Wir hängen Kreuze auf, weil wir damit Haltung zeigen, übrigens auch gegen die, die ein anderes Land wollen, die in diesem Land Intoleranz säen wollen und die vielleicht sogar Antisemitismus hoffähig machen wollen.

Ich darf an dieser Stelle einmal auf die Fraktionsvorsitzende der GRÜNEN im Deutschen Bundestag Göring-Eckardt abstellen. Sie hat heute gesagt, das Kreuz aufzuhängen sei Wahlkampfgetöse und beschämend. Ich sage Ihnen, was wirklich beschämend ist: Aus der grünen Multikulti-Ecke

(Katharina Schulze (GRÜNE): Jetzt reicht es aber!)

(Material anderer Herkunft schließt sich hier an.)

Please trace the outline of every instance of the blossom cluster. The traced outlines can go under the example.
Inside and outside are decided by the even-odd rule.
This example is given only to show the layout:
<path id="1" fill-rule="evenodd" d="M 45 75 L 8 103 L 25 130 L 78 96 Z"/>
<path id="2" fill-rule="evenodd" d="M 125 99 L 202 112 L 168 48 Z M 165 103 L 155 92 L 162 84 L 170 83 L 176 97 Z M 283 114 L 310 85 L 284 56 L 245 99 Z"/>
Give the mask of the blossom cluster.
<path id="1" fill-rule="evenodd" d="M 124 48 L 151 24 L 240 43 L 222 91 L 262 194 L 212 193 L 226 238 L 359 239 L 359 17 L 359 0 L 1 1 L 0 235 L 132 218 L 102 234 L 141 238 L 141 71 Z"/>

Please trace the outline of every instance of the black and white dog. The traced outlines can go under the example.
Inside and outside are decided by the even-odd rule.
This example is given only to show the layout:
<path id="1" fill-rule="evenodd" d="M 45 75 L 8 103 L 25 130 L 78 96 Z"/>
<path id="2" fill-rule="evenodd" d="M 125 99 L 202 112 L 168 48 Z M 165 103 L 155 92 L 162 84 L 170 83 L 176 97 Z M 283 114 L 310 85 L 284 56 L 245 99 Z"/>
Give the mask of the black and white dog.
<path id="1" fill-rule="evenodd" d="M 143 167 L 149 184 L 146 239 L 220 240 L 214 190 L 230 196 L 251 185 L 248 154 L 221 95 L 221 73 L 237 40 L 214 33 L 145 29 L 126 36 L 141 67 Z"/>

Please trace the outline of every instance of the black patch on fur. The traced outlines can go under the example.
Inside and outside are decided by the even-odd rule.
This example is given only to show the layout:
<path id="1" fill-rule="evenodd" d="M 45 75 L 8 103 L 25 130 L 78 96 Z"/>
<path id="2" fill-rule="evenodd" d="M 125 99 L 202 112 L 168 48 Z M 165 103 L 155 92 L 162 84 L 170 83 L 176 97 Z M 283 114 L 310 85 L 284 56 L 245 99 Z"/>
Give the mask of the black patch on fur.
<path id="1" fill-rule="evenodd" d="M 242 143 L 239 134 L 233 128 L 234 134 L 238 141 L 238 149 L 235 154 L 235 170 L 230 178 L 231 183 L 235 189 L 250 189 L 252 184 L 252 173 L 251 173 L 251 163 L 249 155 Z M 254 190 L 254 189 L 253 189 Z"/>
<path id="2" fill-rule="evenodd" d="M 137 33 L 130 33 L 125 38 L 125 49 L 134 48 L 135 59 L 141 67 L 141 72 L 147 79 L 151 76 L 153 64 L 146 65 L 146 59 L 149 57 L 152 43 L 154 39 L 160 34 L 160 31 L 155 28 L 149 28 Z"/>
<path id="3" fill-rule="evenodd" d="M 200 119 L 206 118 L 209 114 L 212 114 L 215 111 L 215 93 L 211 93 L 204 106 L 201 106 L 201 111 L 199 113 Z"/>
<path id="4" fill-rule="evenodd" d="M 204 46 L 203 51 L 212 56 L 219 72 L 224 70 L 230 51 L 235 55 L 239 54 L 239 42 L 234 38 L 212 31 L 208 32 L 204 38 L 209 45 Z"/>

empört man sich über die, die hier ein Kreuz aufhängen, aber zu dem neuen Antisemitismus, der sich in unserem Land breitmacht, kommt kein hartes Wort. Das zeigt Ihre verquere Weltsicht.

(Beifall bei der CSU – Thomas Gehring (GRÜNE): Unverschämtheit!)

Wer nicht in der Lage ist, seine eigenen Werte zu vertreten, der ist der wahre Feind der offenen Gesellschaft.

Lassen Sie mich etwas zur Rolle und zur Aufgabe des Staates sagen: Die weltanschauliche Neutralität des Staates darf nicht mit einem sittlich ungebundenen Staat gleichgesetzt werden. In Deutschland sind Staat und Kirche unterschieden, das ist richtig. Sie sind sich aber gegenseitig nicht egal. Der Bayerische Verfassungsgerichtshof hat beispielsweise geurteilt, dass das Neutralitätsgebot nicht als Gebot zur Eliminierung des Religiösen aus dem öffentlichen Bereich zu verstehen sei, es bedeute eben keine völlige Indifferenz

in religiös-weltanschaulichen Fragen und eben auch keine laizistische Trennung von Staat und Kirche.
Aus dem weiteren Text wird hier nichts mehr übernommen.